A machine-rendered reading of the paper's core claim, the machinery that carries it, and where it could break.

The paper presents ADAM as a privacy attack that targets memory in LLM agents to extract sensitive information from prior interactions or external knowledge. It first estimates the statistical distribution of the stored data and then crafts queries guided by entropy to maximize the leakage in the agent's responses. Experiments show this approach yields substantially higher attack success rates than prior methods, reaching as high as 100 percent.

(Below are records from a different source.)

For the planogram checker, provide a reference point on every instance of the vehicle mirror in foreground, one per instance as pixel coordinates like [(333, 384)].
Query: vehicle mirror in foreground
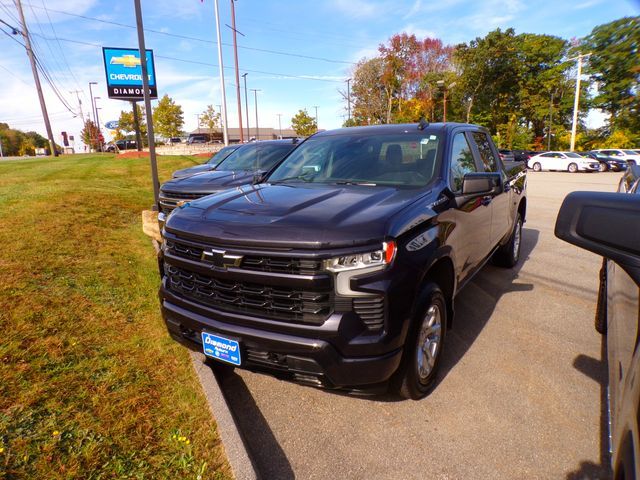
[(607, 224)]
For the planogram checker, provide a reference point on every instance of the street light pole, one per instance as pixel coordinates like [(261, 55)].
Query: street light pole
[(246, 104), (225, 129), (255, 93), (349, 97), (147, 103), (576, 100), (235, 53)]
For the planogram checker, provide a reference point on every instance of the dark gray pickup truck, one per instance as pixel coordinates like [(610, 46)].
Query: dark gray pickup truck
[(340, 270)]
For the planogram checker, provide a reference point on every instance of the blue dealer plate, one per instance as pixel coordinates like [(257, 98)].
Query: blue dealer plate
[(221, 348)]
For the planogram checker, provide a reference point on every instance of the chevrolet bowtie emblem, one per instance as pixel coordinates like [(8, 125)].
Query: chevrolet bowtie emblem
[(221, 259), (129, 61)]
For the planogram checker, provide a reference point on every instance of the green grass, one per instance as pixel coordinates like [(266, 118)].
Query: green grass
[(91, 385)]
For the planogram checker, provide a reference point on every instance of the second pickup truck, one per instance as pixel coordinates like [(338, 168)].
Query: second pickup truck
[(341, 269)]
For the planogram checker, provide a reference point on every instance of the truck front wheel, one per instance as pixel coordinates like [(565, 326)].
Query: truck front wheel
[(508, 254), (424, 346)]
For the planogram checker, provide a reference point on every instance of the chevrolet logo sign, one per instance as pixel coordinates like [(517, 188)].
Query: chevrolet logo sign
[(221, 259), (129, 61)]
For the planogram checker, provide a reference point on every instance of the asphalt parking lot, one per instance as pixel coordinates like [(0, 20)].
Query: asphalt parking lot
[(522, 392)]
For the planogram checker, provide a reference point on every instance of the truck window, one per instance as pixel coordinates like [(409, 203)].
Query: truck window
[(461, 161), (486, 153)]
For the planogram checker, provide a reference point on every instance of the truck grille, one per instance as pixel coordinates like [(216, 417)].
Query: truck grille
[(279, 303), (169, 200), (294, 266)]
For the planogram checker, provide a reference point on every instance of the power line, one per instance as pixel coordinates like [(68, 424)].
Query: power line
[(203, 40), (195, 62)]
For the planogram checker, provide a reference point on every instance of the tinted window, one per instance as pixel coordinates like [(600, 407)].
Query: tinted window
[(256, 157), (486, 153), (407, 158), (461, 161)]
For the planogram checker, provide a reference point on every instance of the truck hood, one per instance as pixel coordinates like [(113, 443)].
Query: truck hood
[(205, 167), (295, 216), (209, 182)]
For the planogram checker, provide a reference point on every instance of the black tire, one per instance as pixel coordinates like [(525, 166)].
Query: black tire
[(601, 307), (412, 381), (508, 255)]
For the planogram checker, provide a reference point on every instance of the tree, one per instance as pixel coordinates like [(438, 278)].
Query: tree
[(168, 117), (126, 124), (304, 124), (91, 135), (614, 66), (210, 119)]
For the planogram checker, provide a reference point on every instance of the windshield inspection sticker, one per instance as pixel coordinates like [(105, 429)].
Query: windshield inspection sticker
[(221, 348)]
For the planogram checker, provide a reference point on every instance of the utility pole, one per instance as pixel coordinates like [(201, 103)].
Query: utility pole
[(99, 131), (349, 97), (77, 92), (36, 78), (225, 129), (550, 122), (136, 125), (147, 103), (576, 100), (98, 123), (255, 93), (235, 54), (246, 104)]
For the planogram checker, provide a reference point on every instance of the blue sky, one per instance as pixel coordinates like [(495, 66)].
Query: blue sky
[(336, 32)]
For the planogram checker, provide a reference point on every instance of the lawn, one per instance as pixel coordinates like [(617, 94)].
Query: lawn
[(91, 385)]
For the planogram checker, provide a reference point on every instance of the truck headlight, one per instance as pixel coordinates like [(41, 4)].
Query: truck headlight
[(359, 261)]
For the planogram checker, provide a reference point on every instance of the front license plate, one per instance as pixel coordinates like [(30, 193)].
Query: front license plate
[(221, 348)]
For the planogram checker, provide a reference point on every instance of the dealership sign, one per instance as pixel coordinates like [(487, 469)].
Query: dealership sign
[(124, 73)]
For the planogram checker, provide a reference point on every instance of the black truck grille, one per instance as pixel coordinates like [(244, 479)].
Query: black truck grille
[(279, 303), (169, 200), (295, 266)]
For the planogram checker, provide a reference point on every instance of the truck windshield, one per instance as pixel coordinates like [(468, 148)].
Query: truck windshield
[(256, 157), (407, 158)]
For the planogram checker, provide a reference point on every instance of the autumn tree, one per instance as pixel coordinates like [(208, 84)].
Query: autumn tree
[(210, 119), (126, 124), (168, 118), (304, 124), (614, 66), (92, 136)]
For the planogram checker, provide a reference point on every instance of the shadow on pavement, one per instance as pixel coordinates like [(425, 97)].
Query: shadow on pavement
[(597, 371), (474, 306), (265, 451)]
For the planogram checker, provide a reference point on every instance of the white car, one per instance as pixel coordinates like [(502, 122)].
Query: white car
[(565, 161), (631, 156)]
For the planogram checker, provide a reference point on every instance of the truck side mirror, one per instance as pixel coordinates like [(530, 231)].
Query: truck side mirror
[(482, 183), (607, 224)]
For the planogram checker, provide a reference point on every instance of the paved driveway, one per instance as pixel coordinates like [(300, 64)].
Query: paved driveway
[(522, 390)]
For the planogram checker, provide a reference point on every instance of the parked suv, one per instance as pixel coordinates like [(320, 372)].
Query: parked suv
[(608, 224), (210, 164), (340, 271), (246, 164)]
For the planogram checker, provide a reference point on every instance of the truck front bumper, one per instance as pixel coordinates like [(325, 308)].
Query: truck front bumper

If the method works as described, current agent designs that rely on accessible memory or retrieval mechanisms expose private data to systematic extraction through ordinary queries.

Core claim

ADAM estimates the data distribution inside a victim agent's memory and applies an entropy-guided query strategy to maximize privacy leakage, outperforming existing attacks with attack success rates up to 100 percent.

What carries the argument

The entropy-guided query strategy, which selects queries to maximize information gain from the estimated distribution of memory contents.

If this is right

LLM agents that store prior interactions in memory become vulnerable to high-rate data extraction.
Entropy-based adaptive querying extracts more private information than fixed or random query patterns.
Both memory modules and retrieval-augmented generation mechanisms in agents carry comparable privacy risks.
Current agent architectures require new privacy-preserving techniques to limit leakage through queries.

Where Pith is reading between the lines

These are editorial extensions of the paper, not claims the author makes directly.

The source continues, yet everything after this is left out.